Nervous aggressive dog behaviour.

Nervous aggressive behaviour.

This is usually the result of a dog that has had insufficient socialisation in its formative months and years, and/or a negative event with another dog. This can happen on a number of occasions, leading to an even more fearful dog as time progresses. Some dogs seem to have a demeanour that attract other dogs, and for some of those dogs to attack it. I suspect that dogs attack a fear-based output from some fearful dogs, and this then leads to a more ingrained behaviour on the attacked dog’s part. The dog can then adopt an ‘offence is the best form of defence’ approach. Once it learns that this results in other dogs moving away with an owner that naturally wouldn’t want to become involved, the dog again learns the value of such behaviour and perpetuates it more and more with great effect.

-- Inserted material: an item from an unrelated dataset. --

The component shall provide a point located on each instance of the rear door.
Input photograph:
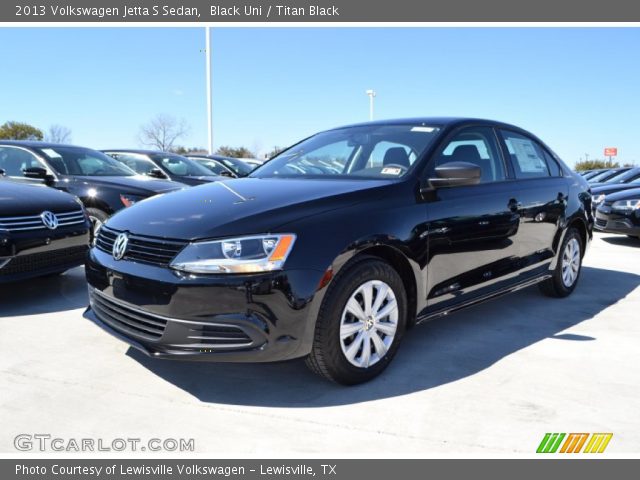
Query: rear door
(540, 198)
(472, 231)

Fear based aggression is (as I see it) a relatively modern phenomenon, and reflects back upon our more insular lifestyles and lack of time available to pay proper attention to the socialisation process. With less and less time to address areas of training and socialisation the strain is showing in our dog population.
It is not unusual to see figures quoted that 80-90% of dog to dog aggression (indeed dog to people with strangers) is a fear based behaviour. I can well believe these figures, and they are borne out in my own experience.

I have for some time described fear based aggression as being virus-like in its manner of spreading from one dog to another, with each newly attacked dog going on to become sensitised (depending on the dog’s nature and owner’s level of control) and displaying similar behaviour towards other dogs.

Many owners with young pups fall into the trap of not giving full and correct control when in the park and are unable to recall the dog prior to allowing it to run freely in the local park. This is rather like allowing the dog into the snake pit, with a number of other dogs near by that are unknown as a quantity, and that may pass this ‘virus’ onto the young dog. Developing a sound leader based relationship; a strong recall combined with a long line is certainly far sounder than the practices of many unthinking (albeit well intended) new dog owners that simply allow the dog to run freely from day 1.